Joe Katchik

No. 73
- Position: Defensive tackle

Personal information
- Born: January 9, 1931 Plymouth, Pennsylvania, U.S.
- Died: February 9, 2014 (aged 83) Bound Brook, New Jersey, U.S.
- Listed height: 6 ft 9 in (2.06 m)
- Listed weight: 290 lb (132 kg)

Career information
- High school: Ward P. Davenport (Plymouth) Wyoming Seminary (Kingston, PA)
- College: Dickinson College
- NFL draft: 1954 (10th round, 118th overall pick)

Career history
- Los Angeles Rams (1955)*; New York Titans (1960);
- * Offseason or practice squad member only
- Stats at Pro Football Reference

= Joe Katchik =

American football player (1931–2014)

Joseph Katchik Jr. (January 9, 1931 – February 9, 2014) was an American professional football defensive tackle who played one season with the New York Titans of the American Football League (AFL). He was drafted by the Los Angeles Rams of the National Football League (NFL) in the tenth round of the 1954 NFL draft. Katchik played college football at the University of Notre Dame and Dickinson College.

==Early life==
Katchik was born at Plymouth, Pennsylvania, where he was educated in the public schools.

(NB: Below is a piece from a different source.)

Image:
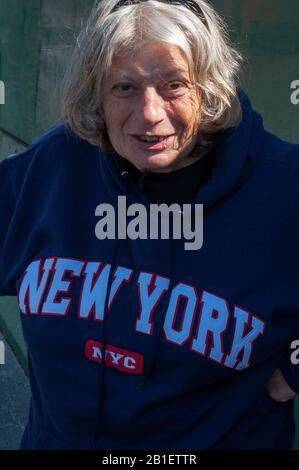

From 1949 to 1950, he prepared for college at Wyoming Seminary in Kingston, Pennsylvania.

==College career==
Katchik first played college football for the Notre Dame Fighting Irish. He transferred to play football and basketball for the Dickinson Red Devils of Dickinson College.

==Professional career==
Katchik was selected by the Los Angeles Rams of the NFL in the tenth round with the 118th pick in the 1954 NFL draft. He played in two games for the AFL's New York Titans during the 1960 season.

==Personal life==
Katchik died on February 9, 2014, in Bound Brook, New Jersey.